Merck, known as MSD outside North America and Mexico, has announced that it is working to initiate the manufacture of licensed doses of the product, for which the US Food and Drug Administration (FDA) approval was announced on December 19, 2019.
Licensed doses are expected to become available in the third quarter of 2020, according to the company. Reuters also reported that Merck plans to price the product at the ‘lowest possible’ access cost for low- and middle-income countries.
Ervebo (Ebola Zaire vaccine (rVSVΔG-ZEBOV-GP)) is a genetically engineered, live, attenuated vaccine, administered as a single-dose injection, indicated for patients of 18 years and older.

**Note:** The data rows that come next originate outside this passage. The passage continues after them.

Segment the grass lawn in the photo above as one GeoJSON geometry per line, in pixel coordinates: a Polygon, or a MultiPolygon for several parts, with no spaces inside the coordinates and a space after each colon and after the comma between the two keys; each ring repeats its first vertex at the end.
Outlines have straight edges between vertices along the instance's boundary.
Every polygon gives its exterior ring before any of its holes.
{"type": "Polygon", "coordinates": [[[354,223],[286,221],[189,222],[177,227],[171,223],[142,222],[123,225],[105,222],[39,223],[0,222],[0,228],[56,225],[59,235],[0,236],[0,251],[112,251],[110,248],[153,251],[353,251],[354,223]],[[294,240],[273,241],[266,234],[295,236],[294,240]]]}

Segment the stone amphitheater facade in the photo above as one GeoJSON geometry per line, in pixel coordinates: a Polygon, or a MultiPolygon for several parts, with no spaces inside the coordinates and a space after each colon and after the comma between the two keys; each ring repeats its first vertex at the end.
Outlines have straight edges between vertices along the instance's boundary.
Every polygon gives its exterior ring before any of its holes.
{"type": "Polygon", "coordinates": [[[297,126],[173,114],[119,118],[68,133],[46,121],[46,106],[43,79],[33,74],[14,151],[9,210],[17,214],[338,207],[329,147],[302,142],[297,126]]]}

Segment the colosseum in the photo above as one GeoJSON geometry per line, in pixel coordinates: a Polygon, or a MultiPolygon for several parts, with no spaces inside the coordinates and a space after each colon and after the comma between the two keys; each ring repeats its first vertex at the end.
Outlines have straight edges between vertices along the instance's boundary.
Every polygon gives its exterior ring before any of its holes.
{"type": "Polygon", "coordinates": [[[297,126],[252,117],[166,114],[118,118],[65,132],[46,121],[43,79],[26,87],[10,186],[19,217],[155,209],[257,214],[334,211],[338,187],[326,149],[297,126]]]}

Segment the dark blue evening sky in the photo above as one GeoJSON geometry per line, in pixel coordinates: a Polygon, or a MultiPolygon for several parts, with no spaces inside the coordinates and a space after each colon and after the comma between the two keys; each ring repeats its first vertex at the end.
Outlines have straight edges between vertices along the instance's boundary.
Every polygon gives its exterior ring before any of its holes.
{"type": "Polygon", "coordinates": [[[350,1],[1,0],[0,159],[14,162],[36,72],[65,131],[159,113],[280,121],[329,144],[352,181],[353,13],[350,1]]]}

Anna Abram, FDA deputy commissioner for Policy, Legislation, and International Affairs, stated that the risk of Ebola virus disease spread in the US remains low.
The product has been distributed in the Democratic Republic of Congo since 2018, in order to fight the currently ongoing, world’s second largest outbreak of Ebola virus disease. Another outbreak in Guinea, Liberia and Sierra Leone resulted in the death of more than 11,000 people from 2014 to 2016.
Merck’s vaccine was approved by the European Medicines Agency (EMA) about a month prior to the FDA approval, after going through a long development journey.
Gavi, the vaccine alliance backed by Bill and Melinda Gates Foundation, announced in December a five-year investment of $178m (€160m) to create a stockpile of 500,000 vaccines that will be distributed for free in low and middle-income countries.